MMRV vaccine

Combination of
- Measles vaccine: Vaccine
- Mumps vaccine: Vaccine
- Rubella vaccine: Vaccine
- Varicella vaccine: Vaccine

Clinical data
- Trade names: Proquad, Priorix Tetra
- Other names: Measles, Mumps, Rubella, and Varicella Virus Vaccine Live
- AHFS/Drugs.com: Monograph
- License data: US DailyMed: Proquad;
- Pregnancy category: AU: B2;
- Routes of administration: Subcutaneous, intramuscular
- ATC code: J07BD54 (WHO) ;

Legal status
- Legal status: AU: S4 (Prescription only); CA: ℞-only / Schedule D; US: ℞-only; EU: Rx-only; In general: ℞ (Prescription only);

Identifiers
- CAS Number: 1704519-64-1;
- ChemSpider: none;

= MMRV vaccine =

Combination vaccine against measles, mumps, rubella, and varicella viruses

The MMRV vaccine is a combination vaccine against measles, mumps, rubella (German measles), and varicella (chickenpox). It contains the combined measles vaccine, mumps vaccine, rubella vaccine, and varicella vaccine into a single injection. The MMRV vaccine has similar immunogenicity and overall safety profiles to the MMR vaccine administered with or without the varicella vaccine. The MMRV vaccine is typically given to children between one and two years of age.

Several companies supply MMRV vaccines. Proquad is marketed by Merck and was approved in 2005, for use in the United States for children aged twelve months of age through twelve years of age. Stand-alone virus measles, mumps, rubella, and varicella vaccines had been previously licensed in 1963, 1967, 1969, and 1995, respectively.
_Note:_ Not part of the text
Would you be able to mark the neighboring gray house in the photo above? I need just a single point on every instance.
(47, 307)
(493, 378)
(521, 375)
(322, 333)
An MMRV vaccine called Priorix Tetra by GlaxoSmithKline is available in some of the member states of the European Union.

==Recommendations==

The MMRV vaccine, a combined MMR and varicella vaccine, simplifies the administration of the vaccines.

==Adverse events==

Rare but serious adverse events reported following Proquad vaccination include allergic reactions, including swelling of the lips, tongue, or face; difficulty breathing or closing of the throat; hives; paleness; weakness; dizziness; a fast heartbeat; deafness; long-term seizures, coma, or lowered consciousness; seizures (jerking or staring) caused by fever; or temporary low platelet count.

For children aged two and younger, the MMRV vaccine is associated with significantly more adverse events compared to separate administration of MMR and varicella vaccinations on the same day. There are 4.3 additional febrile seizures per 10,000 vaccinated children (95% CI 2.6–5.6), 7.5 additional mostly mild fever episodes per 100 vaccinated children (95% CI, 5.4–9.4) and 1.1 additional measles-like rash per 100 children (95% CI, 0.2–1.8). Febrile seizures caused by the MMRV vaccine occur 7 to 10 days after vaccination. In children age 4–6, there is no evidence for an increased risk in febrile seizures after the administration of Proquad compared to the separate administration of MMR and Varicella vaccines.

== Legal status ==
Proquad was approved for medical use in the United States in September 2005,
 in the European Union in April 2006, in Australia in February 2007, and in Canada in May 2014.

Priorix Tetra was approved for medical use in Australia in November 2005, and in Canada in June 2008.